Note for .net players: if you’re interested in how the problems affected you as a player, you are better off reading the announcement thread on the .net forums: link
Yesterday, tribalwars.net experienced an issue that presented itself as all troops disappearing from certain villages. We’ve now managed to wrap everything up, but finding, fixing and repairing the damage caused by this bug took us the most part of the day because of the complexity, and we thought that you guys might be interested in hearing more about it!
12:00 – We had just finished the day’s planned updates to 8.5 on schedule. Besides tribalwars.net, we had also updated the Bosnian, Croatian, Finnish, Indonesian and US versions, and would be starting worlds. The day before, we had updated and started worlds for the Swiss and UK versions, with had gone relatively smoothly. We monitored everything for another hour or so, and then stepped out quickly for lunch, so as to be back on time for some meetings and the world starts at 14:00
14:00 – On the way back from lunch, I got texted by a colleague “Major bug in TW, villages lost their troops!” We hurried to our seats, and discovered that players with population bonus villages with a population higher than 24,000 no longer had any troops in them.
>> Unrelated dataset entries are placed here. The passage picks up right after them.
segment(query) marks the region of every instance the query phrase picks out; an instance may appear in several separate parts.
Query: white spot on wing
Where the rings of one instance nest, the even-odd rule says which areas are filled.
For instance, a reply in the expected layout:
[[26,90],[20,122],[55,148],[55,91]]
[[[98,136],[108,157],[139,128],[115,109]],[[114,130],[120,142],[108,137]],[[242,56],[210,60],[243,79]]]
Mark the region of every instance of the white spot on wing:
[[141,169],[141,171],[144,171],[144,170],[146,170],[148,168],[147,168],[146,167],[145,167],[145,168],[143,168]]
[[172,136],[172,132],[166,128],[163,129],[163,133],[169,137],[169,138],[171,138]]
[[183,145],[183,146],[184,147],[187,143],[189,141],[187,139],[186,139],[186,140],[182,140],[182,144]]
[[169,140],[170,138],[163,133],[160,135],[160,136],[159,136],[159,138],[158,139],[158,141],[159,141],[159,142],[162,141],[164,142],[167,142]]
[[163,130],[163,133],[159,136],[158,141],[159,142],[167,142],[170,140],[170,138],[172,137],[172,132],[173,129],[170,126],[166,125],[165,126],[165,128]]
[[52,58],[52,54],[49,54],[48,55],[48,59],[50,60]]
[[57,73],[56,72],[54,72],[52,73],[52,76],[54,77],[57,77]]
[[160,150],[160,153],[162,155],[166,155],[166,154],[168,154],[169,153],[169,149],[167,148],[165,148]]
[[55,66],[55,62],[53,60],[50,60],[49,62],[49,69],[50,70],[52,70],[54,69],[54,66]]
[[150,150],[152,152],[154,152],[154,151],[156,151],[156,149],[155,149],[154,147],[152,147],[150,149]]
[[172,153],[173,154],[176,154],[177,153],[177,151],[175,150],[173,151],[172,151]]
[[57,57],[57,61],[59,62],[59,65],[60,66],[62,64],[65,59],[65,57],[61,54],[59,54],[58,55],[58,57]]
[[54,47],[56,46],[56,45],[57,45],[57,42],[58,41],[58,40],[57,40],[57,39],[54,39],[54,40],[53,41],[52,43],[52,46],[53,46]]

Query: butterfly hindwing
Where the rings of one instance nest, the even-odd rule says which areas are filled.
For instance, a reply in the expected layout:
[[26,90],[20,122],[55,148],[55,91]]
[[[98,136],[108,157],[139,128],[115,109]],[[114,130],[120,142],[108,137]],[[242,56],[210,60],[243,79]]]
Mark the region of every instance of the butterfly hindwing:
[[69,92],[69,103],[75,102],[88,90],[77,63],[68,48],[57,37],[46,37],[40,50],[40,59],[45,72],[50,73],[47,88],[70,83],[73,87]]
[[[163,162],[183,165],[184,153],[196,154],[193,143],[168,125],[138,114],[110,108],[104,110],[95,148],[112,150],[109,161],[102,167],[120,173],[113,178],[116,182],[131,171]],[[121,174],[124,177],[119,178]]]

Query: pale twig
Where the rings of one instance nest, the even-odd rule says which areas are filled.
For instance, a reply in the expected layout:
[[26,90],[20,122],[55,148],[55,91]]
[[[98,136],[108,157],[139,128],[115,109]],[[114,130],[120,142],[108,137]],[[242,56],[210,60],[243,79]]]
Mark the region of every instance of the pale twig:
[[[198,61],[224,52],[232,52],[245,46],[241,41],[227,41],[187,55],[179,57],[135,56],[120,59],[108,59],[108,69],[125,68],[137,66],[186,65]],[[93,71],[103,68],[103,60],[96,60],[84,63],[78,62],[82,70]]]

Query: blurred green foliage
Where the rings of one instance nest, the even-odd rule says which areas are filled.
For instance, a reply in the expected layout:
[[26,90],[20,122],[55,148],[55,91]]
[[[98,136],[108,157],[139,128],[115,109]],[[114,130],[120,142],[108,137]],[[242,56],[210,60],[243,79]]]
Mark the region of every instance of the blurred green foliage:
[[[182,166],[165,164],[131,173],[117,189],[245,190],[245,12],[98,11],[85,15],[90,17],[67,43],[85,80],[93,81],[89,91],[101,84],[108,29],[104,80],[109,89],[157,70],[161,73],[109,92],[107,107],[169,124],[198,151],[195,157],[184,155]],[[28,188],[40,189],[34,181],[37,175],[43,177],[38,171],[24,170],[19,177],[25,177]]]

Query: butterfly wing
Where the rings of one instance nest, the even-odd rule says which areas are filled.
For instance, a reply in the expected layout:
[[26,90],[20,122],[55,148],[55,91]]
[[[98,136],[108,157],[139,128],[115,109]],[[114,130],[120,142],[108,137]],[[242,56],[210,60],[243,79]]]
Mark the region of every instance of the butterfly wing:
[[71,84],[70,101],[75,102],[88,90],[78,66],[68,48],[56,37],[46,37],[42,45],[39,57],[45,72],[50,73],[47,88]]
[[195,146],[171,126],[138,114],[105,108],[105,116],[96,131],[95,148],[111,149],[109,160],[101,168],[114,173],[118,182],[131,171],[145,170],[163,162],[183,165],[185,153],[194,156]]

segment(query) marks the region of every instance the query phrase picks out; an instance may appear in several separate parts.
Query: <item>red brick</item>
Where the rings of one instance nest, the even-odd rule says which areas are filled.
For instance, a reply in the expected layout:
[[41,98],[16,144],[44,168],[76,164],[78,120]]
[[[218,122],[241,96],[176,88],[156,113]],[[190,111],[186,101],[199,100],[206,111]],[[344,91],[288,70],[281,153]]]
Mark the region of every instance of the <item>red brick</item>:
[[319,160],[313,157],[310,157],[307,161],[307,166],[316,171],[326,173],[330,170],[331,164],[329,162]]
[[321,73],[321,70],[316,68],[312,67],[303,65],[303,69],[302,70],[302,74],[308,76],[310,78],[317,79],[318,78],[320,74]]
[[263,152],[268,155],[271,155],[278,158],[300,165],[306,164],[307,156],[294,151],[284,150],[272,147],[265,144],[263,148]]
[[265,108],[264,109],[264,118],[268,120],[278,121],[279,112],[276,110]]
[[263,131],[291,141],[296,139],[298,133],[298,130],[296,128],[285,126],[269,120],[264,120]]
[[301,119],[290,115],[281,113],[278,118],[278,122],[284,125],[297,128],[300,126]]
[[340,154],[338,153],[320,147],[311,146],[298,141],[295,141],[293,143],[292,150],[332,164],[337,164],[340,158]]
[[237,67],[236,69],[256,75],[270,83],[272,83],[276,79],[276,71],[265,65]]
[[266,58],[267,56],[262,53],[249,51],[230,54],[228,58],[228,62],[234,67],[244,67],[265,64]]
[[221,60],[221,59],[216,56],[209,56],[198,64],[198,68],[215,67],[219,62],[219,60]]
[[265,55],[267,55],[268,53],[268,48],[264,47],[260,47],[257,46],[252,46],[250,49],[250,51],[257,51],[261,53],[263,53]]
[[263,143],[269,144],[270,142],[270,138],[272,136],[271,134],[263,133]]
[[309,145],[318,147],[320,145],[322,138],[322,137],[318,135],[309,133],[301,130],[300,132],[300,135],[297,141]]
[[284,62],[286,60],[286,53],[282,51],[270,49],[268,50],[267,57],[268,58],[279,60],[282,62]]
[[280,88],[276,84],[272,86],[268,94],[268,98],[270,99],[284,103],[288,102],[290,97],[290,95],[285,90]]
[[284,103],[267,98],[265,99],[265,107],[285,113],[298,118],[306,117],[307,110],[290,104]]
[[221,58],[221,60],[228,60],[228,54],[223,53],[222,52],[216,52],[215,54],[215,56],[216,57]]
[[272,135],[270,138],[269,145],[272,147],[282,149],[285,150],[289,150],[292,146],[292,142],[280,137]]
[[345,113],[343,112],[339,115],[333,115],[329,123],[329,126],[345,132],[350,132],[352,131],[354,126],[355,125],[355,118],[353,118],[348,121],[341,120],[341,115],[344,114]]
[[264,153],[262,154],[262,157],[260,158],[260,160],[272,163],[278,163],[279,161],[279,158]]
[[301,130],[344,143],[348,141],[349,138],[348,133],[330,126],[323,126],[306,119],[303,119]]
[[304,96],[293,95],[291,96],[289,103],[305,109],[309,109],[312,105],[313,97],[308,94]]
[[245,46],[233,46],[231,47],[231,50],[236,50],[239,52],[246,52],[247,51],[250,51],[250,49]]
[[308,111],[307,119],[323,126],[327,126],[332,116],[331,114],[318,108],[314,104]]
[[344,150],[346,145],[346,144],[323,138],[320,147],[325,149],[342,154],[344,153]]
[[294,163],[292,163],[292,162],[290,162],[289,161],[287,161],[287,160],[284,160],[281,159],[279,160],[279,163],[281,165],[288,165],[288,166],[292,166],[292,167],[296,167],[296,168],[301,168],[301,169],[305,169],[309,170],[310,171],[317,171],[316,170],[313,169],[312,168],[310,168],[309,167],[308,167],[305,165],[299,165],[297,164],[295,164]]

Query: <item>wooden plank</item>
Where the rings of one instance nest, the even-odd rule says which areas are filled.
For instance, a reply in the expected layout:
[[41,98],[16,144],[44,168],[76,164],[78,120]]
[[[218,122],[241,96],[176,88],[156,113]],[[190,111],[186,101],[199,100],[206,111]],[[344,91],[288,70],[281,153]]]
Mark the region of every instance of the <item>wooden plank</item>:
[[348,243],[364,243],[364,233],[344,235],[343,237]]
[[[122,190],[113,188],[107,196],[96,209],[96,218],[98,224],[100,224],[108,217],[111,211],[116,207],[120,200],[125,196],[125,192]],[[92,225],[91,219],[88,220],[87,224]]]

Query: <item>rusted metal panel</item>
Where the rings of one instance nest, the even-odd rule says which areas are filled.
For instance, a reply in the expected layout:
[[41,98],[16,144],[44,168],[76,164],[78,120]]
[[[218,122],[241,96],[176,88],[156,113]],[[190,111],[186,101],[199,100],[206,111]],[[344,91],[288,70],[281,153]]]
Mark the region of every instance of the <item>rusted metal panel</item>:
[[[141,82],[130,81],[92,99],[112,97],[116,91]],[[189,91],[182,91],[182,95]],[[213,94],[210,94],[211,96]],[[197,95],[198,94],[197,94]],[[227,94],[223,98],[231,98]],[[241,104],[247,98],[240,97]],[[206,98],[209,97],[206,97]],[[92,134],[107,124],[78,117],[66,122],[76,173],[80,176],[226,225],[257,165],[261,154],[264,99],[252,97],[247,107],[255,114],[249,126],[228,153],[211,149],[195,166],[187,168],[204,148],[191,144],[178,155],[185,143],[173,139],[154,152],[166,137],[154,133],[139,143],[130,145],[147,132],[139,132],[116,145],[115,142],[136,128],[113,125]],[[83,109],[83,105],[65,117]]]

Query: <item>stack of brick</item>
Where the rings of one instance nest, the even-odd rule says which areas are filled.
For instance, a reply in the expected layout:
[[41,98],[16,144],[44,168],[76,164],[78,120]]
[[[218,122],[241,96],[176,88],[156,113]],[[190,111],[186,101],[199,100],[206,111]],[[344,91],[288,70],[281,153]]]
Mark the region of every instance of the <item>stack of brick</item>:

Now believe me – there’s a lot of odd things that can go wrong with a game, and especially so if that game has had dozens of different developers working on it at different times over more than 9 years – but this was certainly an interesting one.
One of the first things we looked at was the collection of ready-made repair tools that we have accumulated over the years, for all of the little quirks that can pop up from time to time. We’ve got a few of those tools related to village population, so it was a good bet that one of them might be of some help.
14:15 – Jackpot – the repair tools helped, but not in the way it was intended. When checking our repair tool log, we discovered that some of the repair processes were running every hour. They had been initially activated to run hourly for the rest of the night at around 23:00 one night about a month ago, to correct a small issue in an earlier version, but due to an oversight, they had not been deactivated again in the morning that the true issue was fixed. Now, this would normally not be a problem, but in this case, since it was the repair tool itself that was the issue, it most certainly was.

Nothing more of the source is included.